Team building skills

Another important skill you need is team building skills. This is the ability to gather support for your business and work together with employees, partners and investors.

Analytical skills

This skill is about knowing how to gather, review and evaluate data into useful information.

The skill would help you to objectively assess the state of your business at a current stage. And to make necessary changes for the future.

Leadership skills

Being able to motivate others towards a common goal and getting things done.

Also, leadership skill would help you take charge and manage important business relationships such as those with employees and investors.

Communication skill

Effective communication skills is important for being able to clearly express the business goals and vision to employees and investors. You also need good communication skills to be able to effectively satisfy your customers.

Other important skills needed for small business success are; negotiation skills, planning skills, time management skills, sales and marketing skills and general management skills etc.

Where does my passion lie?

This is another important question to ask when carrying out a small business owner self-assessment.

Passion is important in entrepreneurial engagement because it can fuel motivation.

When you are a passionate business owner, your mental mental activity is enhanced.

In addition, passion provides meaning to everyday work – particularly for small businesses that don’t want to live small and die small.

Your passion may lie in entrepreneurial activities, such as:

  • Exploring new market ideas
  • Sourcing founding capital
  • Establishing and developing new products

A passion for entrepreneurial activities would make you interested in starting a small business and to become an entrepreneur.

The discovery of new opportunities helps to differentiate a business from others because not all owners/managers of small businesses are entrepreneurs.

However, passion alone will not make owner/managers to engage or be successful at being entrepreneurial.

In addition to being passionate and willing to engage in entrepreneurship, owner/managers also require resources (both capital and human) in order to discover, evaluate, and exploit opportunities.

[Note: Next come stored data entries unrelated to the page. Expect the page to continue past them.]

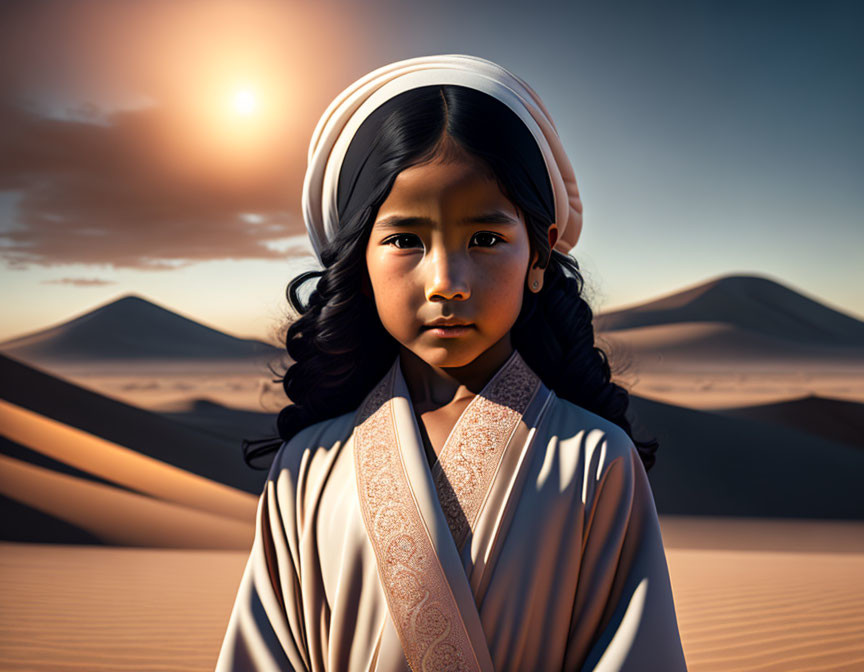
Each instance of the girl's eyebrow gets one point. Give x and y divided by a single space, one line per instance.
397 221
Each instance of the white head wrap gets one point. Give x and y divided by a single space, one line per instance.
346 113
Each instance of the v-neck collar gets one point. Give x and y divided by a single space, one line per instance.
416 526
435 466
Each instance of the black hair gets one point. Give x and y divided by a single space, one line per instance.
338 345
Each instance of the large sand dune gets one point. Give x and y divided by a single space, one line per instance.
752 304
712 464
132 327
205 453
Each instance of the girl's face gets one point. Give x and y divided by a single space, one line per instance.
447 258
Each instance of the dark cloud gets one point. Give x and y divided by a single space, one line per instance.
112 193
80 282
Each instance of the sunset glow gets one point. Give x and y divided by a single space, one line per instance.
245 102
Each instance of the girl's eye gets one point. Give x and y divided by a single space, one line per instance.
485 239
404 240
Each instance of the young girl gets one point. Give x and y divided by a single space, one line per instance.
455 486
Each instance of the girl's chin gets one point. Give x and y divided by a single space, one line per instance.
448 356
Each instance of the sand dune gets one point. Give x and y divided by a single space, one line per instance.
752 303
211 416
132 327
121 465
117 516
75 608
707 345
714 465
200 452
834 419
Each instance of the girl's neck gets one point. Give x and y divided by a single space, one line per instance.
433 387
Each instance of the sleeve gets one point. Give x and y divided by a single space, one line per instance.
624 613
266 629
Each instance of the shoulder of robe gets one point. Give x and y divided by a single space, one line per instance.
323 437
580 431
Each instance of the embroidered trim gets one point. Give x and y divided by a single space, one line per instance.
423 609
470 457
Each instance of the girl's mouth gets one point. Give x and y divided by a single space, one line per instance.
449 331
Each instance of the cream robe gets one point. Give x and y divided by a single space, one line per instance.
533 544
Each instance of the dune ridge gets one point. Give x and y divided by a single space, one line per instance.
132 327
120 517
750 302
121 465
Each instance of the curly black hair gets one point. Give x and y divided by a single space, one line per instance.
338 345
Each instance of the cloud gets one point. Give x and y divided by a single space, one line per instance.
121 193
80 282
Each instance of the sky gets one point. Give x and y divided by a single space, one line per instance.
159 147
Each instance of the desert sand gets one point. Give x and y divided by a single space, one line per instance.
742 610
124 437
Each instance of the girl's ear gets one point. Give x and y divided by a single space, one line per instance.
536 274
366 286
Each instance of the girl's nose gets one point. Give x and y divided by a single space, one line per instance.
447 279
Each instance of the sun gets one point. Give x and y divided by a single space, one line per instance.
245 103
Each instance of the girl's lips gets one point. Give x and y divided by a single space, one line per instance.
450 331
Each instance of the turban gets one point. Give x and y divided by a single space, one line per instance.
343 117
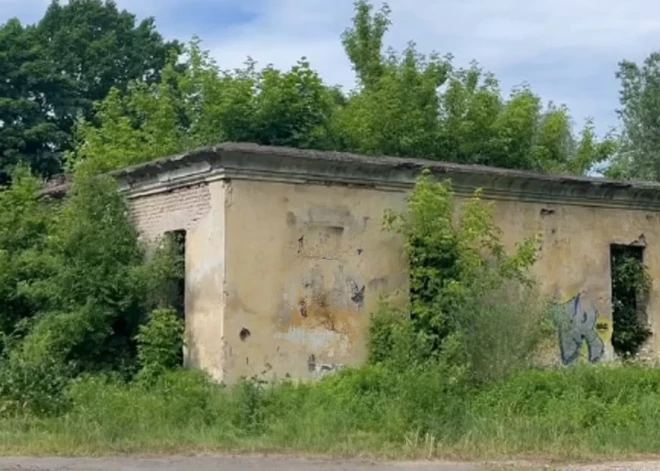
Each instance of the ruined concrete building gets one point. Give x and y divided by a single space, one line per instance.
286 257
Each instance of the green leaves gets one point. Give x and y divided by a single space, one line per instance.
455 257
54 71
639 155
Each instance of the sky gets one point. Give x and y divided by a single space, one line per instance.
566 50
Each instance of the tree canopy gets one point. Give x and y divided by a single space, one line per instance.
56 69
405 104
639 153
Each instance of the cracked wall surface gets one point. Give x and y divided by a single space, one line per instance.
286 257
306 265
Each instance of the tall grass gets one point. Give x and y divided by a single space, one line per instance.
576 413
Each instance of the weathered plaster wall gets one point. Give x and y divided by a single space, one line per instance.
306 265
287 257
574 265
199 209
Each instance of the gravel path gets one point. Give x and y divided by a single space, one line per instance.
258 463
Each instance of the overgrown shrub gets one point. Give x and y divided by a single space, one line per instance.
465 291
78 287
631 284
160 343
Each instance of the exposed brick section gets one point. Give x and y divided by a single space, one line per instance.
182 208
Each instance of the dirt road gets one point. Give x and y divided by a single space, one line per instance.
255 463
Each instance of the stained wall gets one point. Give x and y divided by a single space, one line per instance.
286 257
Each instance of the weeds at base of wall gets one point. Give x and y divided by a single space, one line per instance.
576 413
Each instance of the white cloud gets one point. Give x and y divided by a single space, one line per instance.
567 49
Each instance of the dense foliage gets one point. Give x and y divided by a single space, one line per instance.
405 104
84 311
54 70
466 293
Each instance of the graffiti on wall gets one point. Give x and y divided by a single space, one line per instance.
579 325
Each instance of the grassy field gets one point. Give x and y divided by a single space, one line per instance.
581 413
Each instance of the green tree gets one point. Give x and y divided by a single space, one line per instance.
414 106
24 226
28 130
639 155
55 70
202 105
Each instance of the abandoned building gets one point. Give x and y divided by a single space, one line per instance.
286 258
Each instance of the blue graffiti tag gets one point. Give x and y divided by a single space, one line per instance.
577 325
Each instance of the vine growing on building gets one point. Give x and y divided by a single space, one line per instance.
631 284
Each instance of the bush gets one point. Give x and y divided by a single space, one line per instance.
465 308
160 343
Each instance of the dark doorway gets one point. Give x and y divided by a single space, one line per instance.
176 241
629 299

The small business owners/managers who are passionate would still require access to resources in order to effectively transfer their passion to actual practice and engage in entrepreneurial activity.

Where is my area of expertise?

What are the things you’ve done in the past? For example, the skills you gained in your previous employment might be transferable to your business pursuit.

Make use of your resume to answer this question.

There would be things you’ve done in the past that would help reinforce your expertise in a certain area or areas.

The skills you gained through prior experience coupled with hardwork and resilience will make you successfully turn your passion into a business.

How much capital do I have?

Carefully consider how much capital you have raised personally or through family and friends.

Are you considering raising funds formally?

Do you have a business plan?

Have you customised your business plan for the funders you are targeting?

How much do I have in savings?

Considering that most businesses fail, ask yourself how much you can afford to spend.

In addition, realistically consider the sort of lifestyle you want to live in relation to what you might get from the business.

Do I really want to start a business?

Considering the challenges of being a business owner, if you don’t earn a salary for months would you be able to survive?

Would you rather have a business as a side hustle or even better, invest in other people’s business?

Are you better off being an employee? Entrepreneurship is not for everybody.

Conclusion

Proper self-evaluation before you start a business or at regular intervals will help to prevent a waste of resources and a poor management of your business.

Also, you will be able to improve your chances of access to better credit and gain mutual trust with business partners.

It will help you identify areas where you lack the necessary skills and adequate knowledge. This will also help you identify your training needs.